Find the value of x so that the inclination of the line joining the points (x, -3) and (2, 5) is \[{{135}^{\circ }}\].

Answer 1

Hint: We know that the slope of a line joining the two points \[\left( {{x}_{1}},{{y}_{1}} \right)\] and \[\left( {{x}_{2}},{{y}_{2}} \right)\] is equal to the tangent of the angle made by the line with x-axis in anticlockwise direction given by as follows:
\[slope=\tan \theta =\dfrac{{{y}_{2}}-{{y}_{1}}}{{{x}_{2}}-{{x}_{1}}}\]

Complete step-by-step solution:
We have been given a line joining the points (x, -3) and (2, 5) which makes an angle of \[{{135}^{\circ }}\] with the x-axis.
We know that the slope of a line joining the two points \[\left( {{x}_{1}},{{y}_{1}} \right)\] and \[\left( {{x}_{2}},{{y}_{2}} \right)\] is equal to the tangent of the angle made by the line with x-axis in anticlockwise direction given by as follows:
\[slope=\tan \theta =\dfrac{{{y}_{2}}-{{y}_{1}}}{{{x}_{2}}-{{x}_{1}}}\]

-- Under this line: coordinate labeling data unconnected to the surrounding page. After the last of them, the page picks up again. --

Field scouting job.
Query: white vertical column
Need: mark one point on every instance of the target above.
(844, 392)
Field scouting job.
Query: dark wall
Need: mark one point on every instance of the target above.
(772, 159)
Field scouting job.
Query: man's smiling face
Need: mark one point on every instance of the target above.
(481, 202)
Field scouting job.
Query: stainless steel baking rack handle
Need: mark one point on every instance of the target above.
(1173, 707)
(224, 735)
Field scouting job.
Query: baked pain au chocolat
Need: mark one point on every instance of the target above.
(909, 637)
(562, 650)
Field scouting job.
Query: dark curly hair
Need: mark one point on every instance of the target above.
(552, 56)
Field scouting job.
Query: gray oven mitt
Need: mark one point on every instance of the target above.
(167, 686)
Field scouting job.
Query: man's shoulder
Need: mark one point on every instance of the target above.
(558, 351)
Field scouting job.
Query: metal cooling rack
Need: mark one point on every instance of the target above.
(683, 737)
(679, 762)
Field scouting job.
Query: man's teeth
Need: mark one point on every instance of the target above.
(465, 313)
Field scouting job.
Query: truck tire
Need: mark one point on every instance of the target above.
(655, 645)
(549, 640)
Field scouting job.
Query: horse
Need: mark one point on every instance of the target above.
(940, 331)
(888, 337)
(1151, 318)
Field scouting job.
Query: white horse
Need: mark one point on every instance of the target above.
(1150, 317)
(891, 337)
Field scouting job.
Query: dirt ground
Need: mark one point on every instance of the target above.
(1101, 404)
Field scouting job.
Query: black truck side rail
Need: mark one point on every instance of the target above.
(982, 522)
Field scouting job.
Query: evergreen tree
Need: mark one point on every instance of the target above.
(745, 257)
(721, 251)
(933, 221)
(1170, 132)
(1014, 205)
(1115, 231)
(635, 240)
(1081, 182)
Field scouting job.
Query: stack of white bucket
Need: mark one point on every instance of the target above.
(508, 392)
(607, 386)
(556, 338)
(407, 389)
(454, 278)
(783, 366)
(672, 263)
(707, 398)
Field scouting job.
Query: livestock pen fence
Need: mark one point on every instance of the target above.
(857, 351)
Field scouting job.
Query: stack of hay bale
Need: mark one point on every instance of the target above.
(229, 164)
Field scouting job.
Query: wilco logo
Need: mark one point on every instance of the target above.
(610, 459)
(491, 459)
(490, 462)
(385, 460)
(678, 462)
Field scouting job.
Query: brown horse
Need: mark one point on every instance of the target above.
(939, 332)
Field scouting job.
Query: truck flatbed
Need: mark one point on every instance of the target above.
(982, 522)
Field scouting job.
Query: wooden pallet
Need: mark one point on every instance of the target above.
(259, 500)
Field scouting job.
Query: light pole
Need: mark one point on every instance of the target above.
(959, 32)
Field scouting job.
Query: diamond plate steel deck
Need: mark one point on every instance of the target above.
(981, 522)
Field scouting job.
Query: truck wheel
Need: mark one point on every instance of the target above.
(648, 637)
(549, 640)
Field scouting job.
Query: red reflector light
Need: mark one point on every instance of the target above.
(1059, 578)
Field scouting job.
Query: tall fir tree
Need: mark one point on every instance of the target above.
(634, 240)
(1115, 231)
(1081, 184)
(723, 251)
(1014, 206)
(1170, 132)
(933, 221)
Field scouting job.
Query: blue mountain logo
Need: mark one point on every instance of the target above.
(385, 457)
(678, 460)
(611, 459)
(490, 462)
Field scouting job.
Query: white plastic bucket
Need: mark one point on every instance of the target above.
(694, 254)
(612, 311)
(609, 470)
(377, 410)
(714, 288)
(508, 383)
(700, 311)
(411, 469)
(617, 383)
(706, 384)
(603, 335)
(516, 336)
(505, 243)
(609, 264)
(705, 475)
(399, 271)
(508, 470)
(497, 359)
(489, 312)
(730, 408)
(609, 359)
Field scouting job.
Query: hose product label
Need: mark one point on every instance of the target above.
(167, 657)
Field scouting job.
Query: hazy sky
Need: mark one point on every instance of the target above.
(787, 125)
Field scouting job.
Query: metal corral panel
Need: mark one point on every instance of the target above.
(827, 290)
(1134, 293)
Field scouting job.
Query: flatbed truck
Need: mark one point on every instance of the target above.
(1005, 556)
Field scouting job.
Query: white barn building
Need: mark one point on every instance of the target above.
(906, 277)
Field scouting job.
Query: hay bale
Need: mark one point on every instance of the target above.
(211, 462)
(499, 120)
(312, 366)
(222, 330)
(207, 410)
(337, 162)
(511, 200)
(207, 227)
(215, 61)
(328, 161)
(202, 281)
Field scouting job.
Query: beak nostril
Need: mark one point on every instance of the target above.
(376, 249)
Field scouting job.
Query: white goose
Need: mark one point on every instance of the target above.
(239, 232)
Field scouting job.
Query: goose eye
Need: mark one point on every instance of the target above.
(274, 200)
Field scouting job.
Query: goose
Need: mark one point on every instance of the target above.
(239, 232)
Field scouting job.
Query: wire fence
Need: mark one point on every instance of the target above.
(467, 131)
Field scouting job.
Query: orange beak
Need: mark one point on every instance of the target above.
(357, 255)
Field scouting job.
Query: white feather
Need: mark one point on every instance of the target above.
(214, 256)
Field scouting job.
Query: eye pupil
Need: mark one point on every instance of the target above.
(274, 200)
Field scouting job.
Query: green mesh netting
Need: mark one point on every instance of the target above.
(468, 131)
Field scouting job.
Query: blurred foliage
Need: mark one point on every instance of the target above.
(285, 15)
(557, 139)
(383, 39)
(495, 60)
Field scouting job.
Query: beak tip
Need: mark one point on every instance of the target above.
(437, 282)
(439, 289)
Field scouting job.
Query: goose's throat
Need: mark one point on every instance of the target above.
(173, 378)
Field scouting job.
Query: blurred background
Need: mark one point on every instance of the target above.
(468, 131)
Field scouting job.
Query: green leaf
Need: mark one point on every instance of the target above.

So we have \[\theta ={{135}^{\circ }},{{x}_{1}}=2,{{x}_{2}}=x,{{y}_{1}}=5,{{y}_{2}}=-3\]
\[\Rightarrow \tan {{135}^{\circ }}=\dfrac{-3-5}{x-2}\]
Since we know that \[\tan {{135}^{\circ }}=\tan \left( {{90}^{\circ }}+{{45}^{\circ }} \right)=-\cot {{45}^{\circ }}=-1\] as in second quadrant tangent function is negative.
\[\begin{align}
  & \Rightarrow -1=\dfrac{-3-5}{x-2} \\
 & \Rightarrow -1=\dfrac{-8}{x-2} \\
\end{align}\]
On cross multiplication, we get as follows:
\[\Rightarrow -x+2=-8\]
On adding - 2 to both the sides of the equation, we get as follows:
\[\begin{align}
  & \Rightarrow -x-2+2=-8-2 \\
 & \Rightarrow -x=-10 \\
 & \Rightarrow x=10 \\
\end{align}\]
Therefore the value of x is equal to 10.

Note: Use the value of \[\tan {{135}^{\circ }}\] very carefully as sometimes we used the value of \[\tan {{135}^{\circ }}\] as equal to 1 which is which is wrong and thus gives the wrong answer. Also, substitute the values of \[{{x}_{1}},{{x}_{2}},{{y}_{1}},{{y}_{2}}\] carefully in the formula of slope of the line. Also, remember that in \[\tan \theta \], \[\theta \] is the angle between the line and the x-axis in an anticlockwise direction with the x-axis.